Microsoft Excel input transform Icon Microsoft Excel input

Description

The Microsoft Excel Input transform reads data from Microsoft Excel spreadsheet.

The default spreadsheet type (engine) is set to Excel XLSX, XLS.

When you read other file types like OpenOffice ODS and using special functions like protected worksheets, you need to change the Spread sheet type (engine) in the Content tab accordingly.

Supported Engines

Hop Engine

Supported

Spark

Supported

Flink

Supported

Dataflow

Supported

Options

Files Tab

Option Description

Transform Name

Name of the transform; the name has to be unique in a single transform.

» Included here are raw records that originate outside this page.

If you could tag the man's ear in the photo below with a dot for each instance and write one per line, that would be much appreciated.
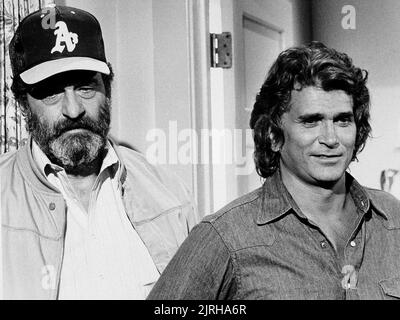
(275, 145)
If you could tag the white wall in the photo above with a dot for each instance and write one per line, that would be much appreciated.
(374, 45)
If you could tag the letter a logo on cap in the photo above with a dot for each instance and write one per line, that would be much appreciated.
(70, 39)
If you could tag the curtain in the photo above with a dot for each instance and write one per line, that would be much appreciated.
(13, 134)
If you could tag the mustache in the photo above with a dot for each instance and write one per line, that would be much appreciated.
(82, 123)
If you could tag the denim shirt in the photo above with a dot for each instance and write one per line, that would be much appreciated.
(261, 246)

Spread sheet type (engine)

This field allows you to specify the spreadsheet type. Currently the following are supported:

  • Excel XLSX, XLS: This is the default, if you select this spread sheet type you can read all known Excel file types. Functionality provided by the Apache POI project.

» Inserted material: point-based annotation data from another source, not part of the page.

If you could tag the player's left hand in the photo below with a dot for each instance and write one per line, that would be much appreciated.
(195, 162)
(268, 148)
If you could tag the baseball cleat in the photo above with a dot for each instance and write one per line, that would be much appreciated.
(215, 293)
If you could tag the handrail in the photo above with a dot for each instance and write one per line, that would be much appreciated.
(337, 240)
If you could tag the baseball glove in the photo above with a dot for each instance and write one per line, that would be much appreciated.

  • Excel XLSX (Streaming): This spread sheet type allows to read in large Excel files.

  • Open Office ODS: By selecting this type you can read OpenOffice spreadsheet using the ODFDOM engine.

File or directory

Specifies the location and/or name of the input text file. Note: Click Add to add the file/directory/wildcard combination to the list of selected files (grid) below.

Regular expression

Specify the regular expression you want to use to select the files in the directory specified in the previous option. For example, you want to process all files that have a .txt extension. (For further details see the Text File Input transform and the section "Selecting file using Regular Expressions")

Exclude Regular Expression

Excludes all files (in a given location) that meet the criteria specified by this regular expression.

Selected Files

Contains a list of selected files (or wildcard selections) and a property specifying if file is required or not. If a file is required and it is not found, an error is generated;otherwise, the file name is skipped.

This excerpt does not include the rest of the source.